NC University Building Projects Thriving in Slow Economy

Fri August 29, 2003 - Southeast Edition

WINSTON-SALEM, NC (AP) The slow economy has led to budget cuts for many of the state’s universities, but it has also brought an increase in publicly-funded building projects.

Low-interest rates and a high level of interest from contractors hungry for work have helped move university and community-college projects after the state started a seven-year, $3.1-billion building boom.

“The university projects across the state have been the one shining light we’ve seen at a time when other things in North Carolina have been dark,” said Dave Simpson, a director with Carolinas AGC, a construction trade group.

The University of North Carolina and the North Carolina community-college system are nearly halfway through the building projects. In 2000, voters authorized the state to issue construction bonds for higher education.
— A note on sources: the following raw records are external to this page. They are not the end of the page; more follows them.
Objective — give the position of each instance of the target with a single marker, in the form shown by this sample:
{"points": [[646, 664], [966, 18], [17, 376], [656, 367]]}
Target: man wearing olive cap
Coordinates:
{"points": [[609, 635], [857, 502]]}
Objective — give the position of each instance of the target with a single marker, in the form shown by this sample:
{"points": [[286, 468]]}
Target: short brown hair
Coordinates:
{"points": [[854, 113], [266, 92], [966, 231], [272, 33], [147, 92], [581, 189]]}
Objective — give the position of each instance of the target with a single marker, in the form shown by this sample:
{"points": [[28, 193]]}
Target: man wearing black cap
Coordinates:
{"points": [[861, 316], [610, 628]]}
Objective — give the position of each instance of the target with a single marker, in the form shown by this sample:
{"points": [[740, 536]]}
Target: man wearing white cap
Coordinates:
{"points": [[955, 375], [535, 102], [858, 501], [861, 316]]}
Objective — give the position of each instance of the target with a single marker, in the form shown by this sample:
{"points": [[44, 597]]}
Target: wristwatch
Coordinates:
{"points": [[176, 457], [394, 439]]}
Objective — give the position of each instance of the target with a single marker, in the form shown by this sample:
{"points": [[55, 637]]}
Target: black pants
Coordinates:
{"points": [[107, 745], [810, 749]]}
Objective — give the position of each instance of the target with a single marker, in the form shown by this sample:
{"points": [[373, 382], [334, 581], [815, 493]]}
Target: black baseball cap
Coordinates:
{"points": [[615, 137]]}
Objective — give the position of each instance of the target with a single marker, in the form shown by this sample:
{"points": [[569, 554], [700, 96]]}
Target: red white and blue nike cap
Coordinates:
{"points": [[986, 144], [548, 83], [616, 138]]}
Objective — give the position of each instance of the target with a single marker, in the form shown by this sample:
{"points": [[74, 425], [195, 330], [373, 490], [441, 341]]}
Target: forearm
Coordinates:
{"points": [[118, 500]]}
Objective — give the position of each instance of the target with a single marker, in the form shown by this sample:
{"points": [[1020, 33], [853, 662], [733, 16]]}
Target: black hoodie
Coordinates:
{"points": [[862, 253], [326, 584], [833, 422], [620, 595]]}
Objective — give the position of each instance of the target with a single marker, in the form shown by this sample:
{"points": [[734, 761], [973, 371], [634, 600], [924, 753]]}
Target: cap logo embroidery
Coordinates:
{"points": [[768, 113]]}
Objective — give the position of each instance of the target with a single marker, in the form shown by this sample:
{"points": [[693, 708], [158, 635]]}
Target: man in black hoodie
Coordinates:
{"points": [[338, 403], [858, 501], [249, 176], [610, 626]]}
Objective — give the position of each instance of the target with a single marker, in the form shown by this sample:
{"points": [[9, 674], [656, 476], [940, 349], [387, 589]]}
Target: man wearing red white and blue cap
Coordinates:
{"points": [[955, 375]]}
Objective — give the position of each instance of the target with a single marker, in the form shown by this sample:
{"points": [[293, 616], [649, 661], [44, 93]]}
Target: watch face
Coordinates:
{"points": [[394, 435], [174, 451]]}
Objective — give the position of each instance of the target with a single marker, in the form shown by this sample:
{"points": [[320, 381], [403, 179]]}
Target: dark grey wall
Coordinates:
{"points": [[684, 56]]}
More than 40 percent of the 316 projects proposed for UNC campuses are under construction. Approximately 30 percent are on the drawing board, and 6 percent have been finished.

We are on track, we’re on schedule,” said Dwayne Pinkney, a UNC associate vice president for finance.
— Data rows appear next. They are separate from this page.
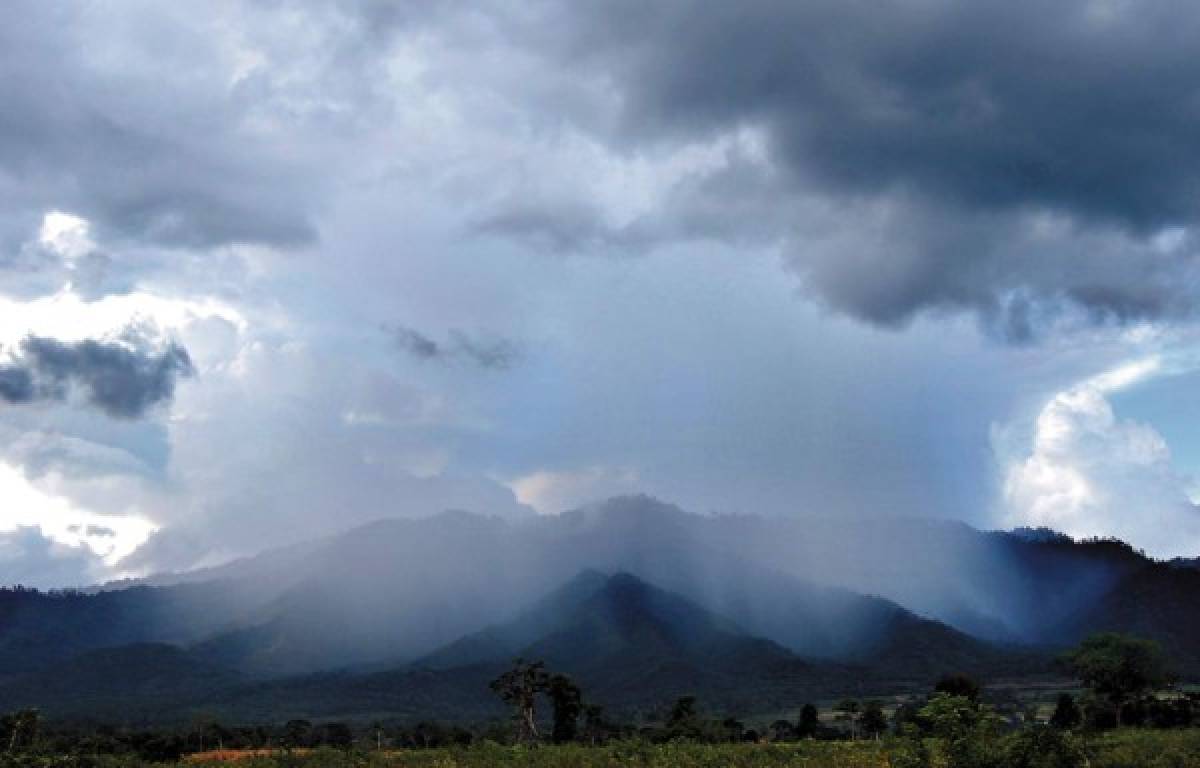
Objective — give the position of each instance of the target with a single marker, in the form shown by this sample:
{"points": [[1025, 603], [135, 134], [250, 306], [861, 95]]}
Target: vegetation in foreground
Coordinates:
{"points": [[1131, 718]]}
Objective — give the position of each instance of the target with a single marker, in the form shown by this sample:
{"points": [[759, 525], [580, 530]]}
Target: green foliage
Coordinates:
{"points": [[1066, 713], [1119, 667], [958, 685], [1042, 747]]}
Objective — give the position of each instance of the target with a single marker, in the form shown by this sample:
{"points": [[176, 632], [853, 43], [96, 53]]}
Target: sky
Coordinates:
{"points": [[273, 270]]}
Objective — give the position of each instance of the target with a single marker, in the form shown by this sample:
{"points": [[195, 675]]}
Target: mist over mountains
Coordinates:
{"points": [[637, 599]]}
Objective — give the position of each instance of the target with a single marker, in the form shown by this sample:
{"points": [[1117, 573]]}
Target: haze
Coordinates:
{"points": [[273, 271]]}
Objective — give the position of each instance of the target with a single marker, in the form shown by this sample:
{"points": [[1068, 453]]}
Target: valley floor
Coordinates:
{"points": [[1123, 749]]}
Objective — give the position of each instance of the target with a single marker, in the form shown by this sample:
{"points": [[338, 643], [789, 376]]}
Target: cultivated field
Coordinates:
{"points": [[1123, 749]]}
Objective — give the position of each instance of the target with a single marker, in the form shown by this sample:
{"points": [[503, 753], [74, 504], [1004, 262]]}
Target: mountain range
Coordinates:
{"points": [[636, 599]]}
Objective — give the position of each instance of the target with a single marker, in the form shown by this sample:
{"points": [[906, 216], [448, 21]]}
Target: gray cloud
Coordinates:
{"points": [[30, 558], [121, 378], [1015, 161], [486, 353], [87, 129]]}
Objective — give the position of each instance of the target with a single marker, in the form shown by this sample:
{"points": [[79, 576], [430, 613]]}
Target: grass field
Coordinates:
{"points": [[1125, 749]]}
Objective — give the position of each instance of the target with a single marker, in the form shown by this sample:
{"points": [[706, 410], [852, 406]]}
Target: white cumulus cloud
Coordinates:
{"points": [[1090, 472]]}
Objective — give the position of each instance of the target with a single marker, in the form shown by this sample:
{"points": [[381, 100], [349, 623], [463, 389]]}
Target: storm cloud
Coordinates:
{"points": [[1008, 159], [485, 353], [123, 378]]}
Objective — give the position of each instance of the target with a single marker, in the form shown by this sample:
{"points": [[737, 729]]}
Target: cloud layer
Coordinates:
{"points": [[121, 378], [767, 257], [1006, 159]]}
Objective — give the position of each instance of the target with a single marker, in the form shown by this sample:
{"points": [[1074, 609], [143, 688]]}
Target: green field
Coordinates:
{"points": [[1122, 749]]}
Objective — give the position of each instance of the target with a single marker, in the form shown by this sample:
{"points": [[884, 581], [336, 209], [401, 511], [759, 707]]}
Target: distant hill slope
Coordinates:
{"points": [[911, 595]]}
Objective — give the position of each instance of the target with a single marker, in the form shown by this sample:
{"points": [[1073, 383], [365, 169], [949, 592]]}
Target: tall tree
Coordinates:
{"points": [[568, 702], [1119, 667], [519, 688], [847, 712], [809, 723], [873, 720], [1066, 713]]}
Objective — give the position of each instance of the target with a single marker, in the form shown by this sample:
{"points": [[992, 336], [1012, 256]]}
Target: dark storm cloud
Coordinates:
{"points": [[123, 379], [941, 137], [153, 155], [486, 353]]}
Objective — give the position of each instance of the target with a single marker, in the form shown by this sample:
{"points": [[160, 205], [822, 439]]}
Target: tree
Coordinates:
{"points": [[783, 731], [519, 688], [295, 733], [19, 729], [873, 721], [1066, 713], [1119, 667], [684, 720], [958, 685], [594, 726], [568, 702], [847, 712], [809, 723]]}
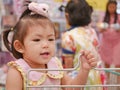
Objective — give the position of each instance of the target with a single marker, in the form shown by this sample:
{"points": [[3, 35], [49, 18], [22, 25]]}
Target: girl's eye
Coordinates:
{"points": [[51, 39], [36, 40]]}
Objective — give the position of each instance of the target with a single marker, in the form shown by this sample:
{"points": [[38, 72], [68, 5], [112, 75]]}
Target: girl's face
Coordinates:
{"points": [[39, 45], [112, 8]]}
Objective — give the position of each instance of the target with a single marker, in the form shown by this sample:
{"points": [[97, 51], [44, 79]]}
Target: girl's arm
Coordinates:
{"points": [[14, 80]]}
He estimated that 36 construction jobs are created for every $1 million that a university spends.

“We know that we’re having an impact,” Pinkney said.

At Winston-Salem State University, for example, a university study indicates that campus projects will pump about $85 million into the Forsyth County economy, including the $42 million in voter-authorized bond projects. The campus projects include a 62,000-sq.-ft. (5,760 sq m) computer-science building, set to be finished in September, and a 51,000-sq.-ft. (4,738 sq m) life and physical-sciences building.
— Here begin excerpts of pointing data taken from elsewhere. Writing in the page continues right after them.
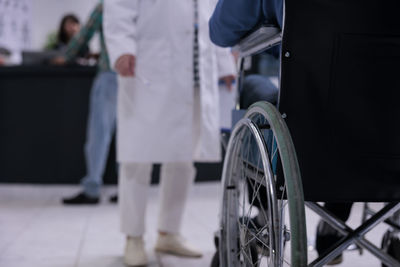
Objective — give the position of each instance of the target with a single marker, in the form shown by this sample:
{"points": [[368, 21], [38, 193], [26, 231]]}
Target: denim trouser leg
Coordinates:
{"points": [[100, 129]]}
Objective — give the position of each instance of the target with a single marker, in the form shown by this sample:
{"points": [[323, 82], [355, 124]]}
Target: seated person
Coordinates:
{"points": [[69, 27], [234, 19]]}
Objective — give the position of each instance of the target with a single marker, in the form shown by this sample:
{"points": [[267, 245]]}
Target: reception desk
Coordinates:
{"points": [[43, 114]]}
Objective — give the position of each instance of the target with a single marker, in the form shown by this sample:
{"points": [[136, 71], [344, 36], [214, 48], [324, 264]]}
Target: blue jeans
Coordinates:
{"points": [[100, 130]]}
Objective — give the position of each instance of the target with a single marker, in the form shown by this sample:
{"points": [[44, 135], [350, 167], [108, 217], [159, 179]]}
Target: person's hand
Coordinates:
{"points": [[59, 60], [228, 81], [125, 65]]}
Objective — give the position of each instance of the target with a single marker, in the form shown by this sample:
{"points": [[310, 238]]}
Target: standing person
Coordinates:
{"points": [[102, 110], [167, 109]]}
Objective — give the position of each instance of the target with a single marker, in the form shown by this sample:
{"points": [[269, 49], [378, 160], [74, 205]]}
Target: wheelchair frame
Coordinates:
{"points": [[255, 43]]}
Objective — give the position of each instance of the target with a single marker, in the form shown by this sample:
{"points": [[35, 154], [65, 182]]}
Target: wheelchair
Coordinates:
{"points": [[334, 137]]}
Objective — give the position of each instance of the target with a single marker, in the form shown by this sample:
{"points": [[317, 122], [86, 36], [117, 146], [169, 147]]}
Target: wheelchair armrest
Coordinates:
{"points": [[258, 41]]}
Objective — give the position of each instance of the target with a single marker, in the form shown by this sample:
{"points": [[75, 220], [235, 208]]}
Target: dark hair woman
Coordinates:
{"points": [[69, 27]]}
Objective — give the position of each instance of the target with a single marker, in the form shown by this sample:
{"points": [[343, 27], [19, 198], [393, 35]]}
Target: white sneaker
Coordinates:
{"points": [[175, 244], [135, 253]]}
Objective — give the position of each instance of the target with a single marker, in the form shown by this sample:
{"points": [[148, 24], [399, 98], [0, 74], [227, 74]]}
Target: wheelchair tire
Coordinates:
{"points": [[255, 201], [391, 245]]}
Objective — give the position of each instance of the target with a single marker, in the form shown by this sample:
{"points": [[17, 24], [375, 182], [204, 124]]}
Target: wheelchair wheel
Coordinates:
{"points": [[391, 245], [261, 183]]}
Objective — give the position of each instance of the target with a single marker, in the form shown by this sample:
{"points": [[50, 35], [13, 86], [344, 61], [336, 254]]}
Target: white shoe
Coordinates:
{"points": [[175, 244], [135, 253]]}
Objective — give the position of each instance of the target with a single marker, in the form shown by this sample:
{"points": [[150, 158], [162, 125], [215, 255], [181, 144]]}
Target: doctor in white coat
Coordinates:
{"points": [[167, 109]]}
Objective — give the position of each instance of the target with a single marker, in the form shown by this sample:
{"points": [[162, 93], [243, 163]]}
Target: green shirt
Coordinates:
{"points": [[94, 24]]}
“We’ve been very blessed,” said Jorge Quintal, WSSU’s director of facilities planning. Quintal said competition for projects have allowed the school to stay on budget.

The attraction of steady work during a down economy also has drawn a number of companies back to state construction work, Pinkney said. Some firms avoid state work because they believe the state bureaucracy is too cumbersome, he said.

“It’s helped. What’s also interesting, too, is that a lot of folks who weren’t interested in university work are finding that it ain’t so bad. They like a little cash flow,” Simpson said.

“I get a number of calls every month from out-of-state construction firms … who are hot to trot about doing construction work in North Carolina. In North Carolina, even though things have been very slow, relatively speaking, compared to other parts of the country, they are not so bad.”